The following column appeared in The Detroit News on Sunday, Sept. 17:

As high school students head back to school, a big government bill in the Legislature may serve as a hurdle in the hallway.

Recently proposed legislation requires students to complete the Free Application for Federal Student Aid (FAFSA) form as a condition of high school graduation.

This newest bureaucratic burden would place further non-curriculum/instructional requirements on students and families without any guarantee of incentives or informative components — and punishing them for perceived non-compliance sends a nonsensical message through overt government overreach.

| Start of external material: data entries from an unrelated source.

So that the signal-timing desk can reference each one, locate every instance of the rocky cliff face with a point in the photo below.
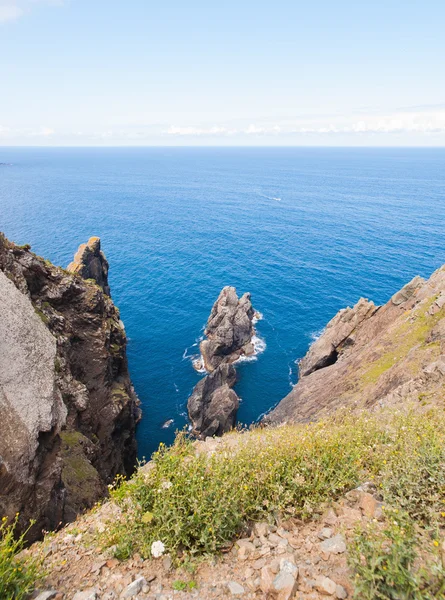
(368, 355)
(68, 411)
(90, 263)
(213, 405)
(229, 330)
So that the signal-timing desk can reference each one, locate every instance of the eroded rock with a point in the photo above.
(67, 406)
(229, 330)
(90, 263)
(213, 405)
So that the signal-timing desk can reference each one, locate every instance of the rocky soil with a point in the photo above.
(296, 559)
(368, 355)
(67, 406)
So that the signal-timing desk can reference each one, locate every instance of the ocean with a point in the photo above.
(306, 230)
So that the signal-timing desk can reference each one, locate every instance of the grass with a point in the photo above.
(197, 504)
(18, 576)
(403, 338)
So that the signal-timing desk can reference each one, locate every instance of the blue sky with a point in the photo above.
(176, 72)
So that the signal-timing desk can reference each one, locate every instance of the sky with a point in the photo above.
(238, 72)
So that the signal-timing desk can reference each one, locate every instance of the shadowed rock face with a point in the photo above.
(367, 355)
(229, 329)
(213, 405)
(68, 411)
(90, 263)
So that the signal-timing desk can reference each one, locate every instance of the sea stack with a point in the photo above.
(213, 405)
(229, 330)
(90, 263)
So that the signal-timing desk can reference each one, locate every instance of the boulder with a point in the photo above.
(68, 410)
(229, 330)
(337, 335)
(213, 405)
(90, 263)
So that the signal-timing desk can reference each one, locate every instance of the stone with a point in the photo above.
(228, 330)
(325, 533)
(325, 586)
(63, 353)
(90, 263)
(368, 504)
(235, 588)
(47, 595)
(334, 545)
(340, 592)
(134, 588)
(90, 594)
(213, 405)
(332, 374)
(284, 585)
(267, 578)
(287, 566)
(261, 529)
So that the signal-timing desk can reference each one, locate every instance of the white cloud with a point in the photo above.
(422, 122)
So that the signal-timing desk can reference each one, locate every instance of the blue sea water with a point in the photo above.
(306, 230)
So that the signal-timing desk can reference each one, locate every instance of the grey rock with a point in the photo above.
(134, 588)
(213, 405)
(47, 595)
(90, 594)
(337, 335)
(285, 585)
(229, 329)
(325, 586)
(325, 533)
(235, 588)
(90, 263)
(407, 291)
(335, 545)
(64, 385)
(340, 592)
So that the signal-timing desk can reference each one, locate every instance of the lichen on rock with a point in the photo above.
(63, 377)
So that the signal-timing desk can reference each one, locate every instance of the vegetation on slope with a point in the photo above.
(17, 575)
(197, 503)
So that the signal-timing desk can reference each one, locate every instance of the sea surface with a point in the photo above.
(306, 230)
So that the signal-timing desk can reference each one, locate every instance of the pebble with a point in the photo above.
(325, 586)
(90, 594)
(325, 533)
(235, 588)
(134, 588)
(47, 595)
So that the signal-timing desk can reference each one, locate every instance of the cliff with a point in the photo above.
(68, 410)
(370, 355)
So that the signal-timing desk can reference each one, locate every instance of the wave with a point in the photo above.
(259, 345)
(269, 197)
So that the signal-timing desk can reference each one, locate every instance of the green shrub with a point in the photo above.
(17, 575)
(396, 562)
(198, 503)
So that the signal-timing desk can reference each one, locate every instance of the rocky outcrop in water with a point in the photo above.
(90, 263)
(371, 355)
(229, 330)
(68, 410)
(213, 405)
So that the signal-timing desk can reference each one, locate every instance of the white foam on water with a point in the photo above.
(269, 197)
(259, 345)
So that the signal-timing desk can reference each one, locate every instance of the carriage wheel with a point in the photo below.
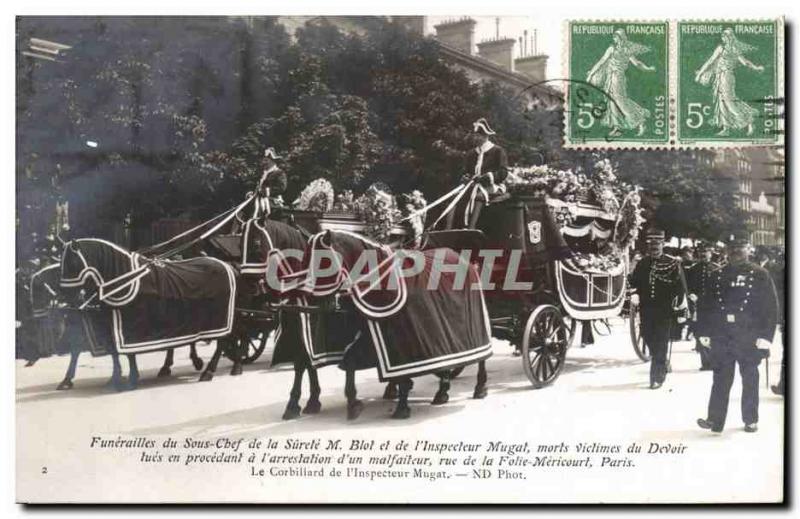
(544, 345)
(251, 345)
(641, 349)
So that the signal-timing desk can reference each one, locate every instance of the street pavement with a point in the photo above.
(602, 396)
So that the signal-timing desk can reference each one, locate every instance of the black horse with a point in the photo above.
(404, 325)
(266, 242)
(111, 278)
(76, 332)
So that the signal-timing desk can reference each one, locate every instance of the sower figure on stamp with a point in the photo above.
(740, 314)
(488, 165)
(657, 283)
(698, 279)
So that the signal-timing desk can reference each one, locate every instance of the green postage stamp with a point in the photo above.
(618, 87)
(674, 84)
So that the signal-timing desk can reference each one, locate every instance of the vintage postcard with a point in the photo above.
(400, 259)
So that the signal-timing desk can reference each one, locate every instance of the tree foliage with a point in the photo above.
(181, 110)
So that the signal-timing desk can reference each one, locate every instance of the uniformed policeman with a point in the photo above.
(487, 164)
(272, 184)
(698, 279)
(658, 283)
(739, 316)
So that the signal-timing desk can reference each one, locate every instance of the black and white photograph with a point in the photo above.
(354, 259)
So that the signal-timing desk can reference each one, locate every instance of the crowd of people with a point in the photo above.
(727, 301)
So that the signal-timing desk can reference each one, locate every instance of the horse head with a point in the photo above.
(94, 264)
(364, 269)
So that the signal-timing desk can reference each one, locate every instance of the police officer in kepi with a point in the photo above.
(698, 279)
(739, 316)
(659, 290)
(487, 165)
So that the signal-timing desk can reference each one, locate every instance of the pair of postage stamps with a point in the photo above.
(674, 84)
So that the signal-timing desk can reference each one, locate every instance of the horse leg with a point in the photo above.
(313, 405)
(390, 393)
(133, 372)
(354, 405)
(402, 411)
(442, 396)
(165, 370)
(236, 353)
(480, 386)
(293, 406)
(197, 362)
(211, 367)
(74, 353)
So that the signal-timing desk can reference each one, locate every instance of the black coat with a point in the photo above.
(657, 292)
(742, 303)
(699, 276)
(495, 161)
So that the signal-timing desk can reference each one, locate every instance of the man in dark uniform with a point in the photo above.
(272, 184)
(698, 279)
(739, 316)
(657, 284)
(487, 165)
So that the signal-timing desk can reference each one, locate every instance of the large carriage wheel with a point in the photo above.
(251, 344)
(544, 345)
(641, 349)
(601, 327)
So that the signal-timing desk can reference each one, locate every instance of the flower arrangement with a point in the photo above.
(610, 263)
(410, 203)
(601, 188)
(345, 202)
(317, 196)
(629, 221)
(378, 209)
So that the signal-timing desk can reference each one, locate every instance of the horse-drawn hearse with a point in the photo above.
(233, 280)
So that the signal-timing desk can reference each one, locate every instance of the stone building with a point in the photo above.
(497, 59)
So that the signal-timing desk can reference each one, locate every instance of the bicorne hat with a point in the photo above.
(654, 234)
(270, 153)
(482, 126)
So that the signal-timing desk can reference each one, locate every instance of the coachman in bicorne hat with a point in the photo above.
(272, 184)
(738, 319)
(659, 290)
(487, 164)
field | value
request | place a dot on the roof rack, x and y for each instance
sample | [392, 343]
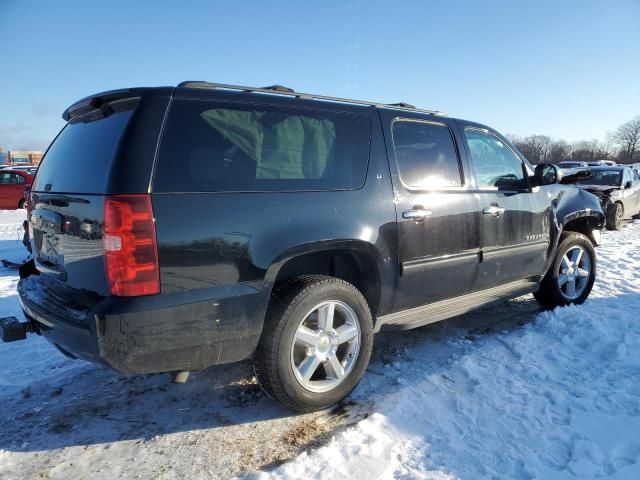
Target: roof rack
[281, 90]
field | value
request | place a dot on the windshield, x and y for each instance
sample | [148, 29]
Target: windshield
[603, 177]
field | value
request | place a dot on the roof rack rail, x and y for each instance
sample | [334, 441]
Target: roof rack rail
[281, 90]
[403, 105]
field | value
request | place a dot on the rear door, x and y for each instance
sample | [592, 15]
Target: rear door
[438, 216]
[631, 195]
[515, 225]
[5, 189]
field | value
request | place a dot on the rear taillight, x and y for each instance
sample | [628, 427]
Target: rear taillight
[131, 254]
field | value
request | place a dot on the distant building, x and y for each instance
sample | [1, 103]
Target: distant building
[23, 157]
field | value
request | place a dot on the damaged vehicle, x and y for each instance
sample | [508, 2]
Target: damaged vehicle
[618, 189]
[206, 224]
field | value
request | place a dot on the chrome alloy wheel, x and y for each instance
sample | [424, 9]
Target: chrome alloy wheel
[575, 270]
[325, 346]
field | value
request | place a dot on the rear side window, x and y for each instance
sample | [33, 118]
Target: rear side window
[79, 159]
[217, 147]
[426, 155]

Many parents are uncomfortable with disclosing financial information — including income and assets — to the government. In addition, undocumented students and parents may be apprehensive about submitting this form and are already ineligible to apply for FAFSA anyway. Opt-out waivers are equally concerning as this also sends a non-compliance message, and the requested information or qualification for opting out is unclear.

While the hope for the proposal is that Michigan high schools would work with counselors and college support staff to help students complete these forms, the bill will ultimately place the onus on students and parents instead of school administrators.

In addition to the red tape, the plan ignores the reality that an explosion of financial aid and student loans has contributed to a student debt crisis in our nation. The amount of student debt in 2020 was more than double from where it was in 2008. Young people often go through this process with an unclear idea of what receiving aid funding entails and do not realize the implications of the small print or strings attached to grants. Loans are frequently misrepresented to an already overwhelmed student and their parents.

Excessive government involvement and societal conditioning to accept nothing but a college degree has led to this process playing out over and over. This has led to calls for taxpayer-funded bailouts tabbed as student loan relief. Why would we pursue reactive legislation here in Michigan that piles on to these problems without proactively addressing their core components — like the skyrocketing cost of higher education?

Resources for schools to advise students of multiple, viable post-college options would help alleviate the growing number of young people in serious debt. It would also help replenish our trade schools and provide a diversified workforce that allows our state to be attractive for job providers looking to locate here.

According to Pew Research Center, about a third of people between the ages of 25 and 39 with at least a bachelor’s degree and outstanding student loan debt say the lifetime financial costs of their degree outweigh the benefits. Further funneling students into financial aid nightmares is not a common-sense move state government should be pushing.

Senate Bill 463 is not what Michigan needs.

Mike Hoadley, R-Au Gres, represents Michigan’s 99th House District.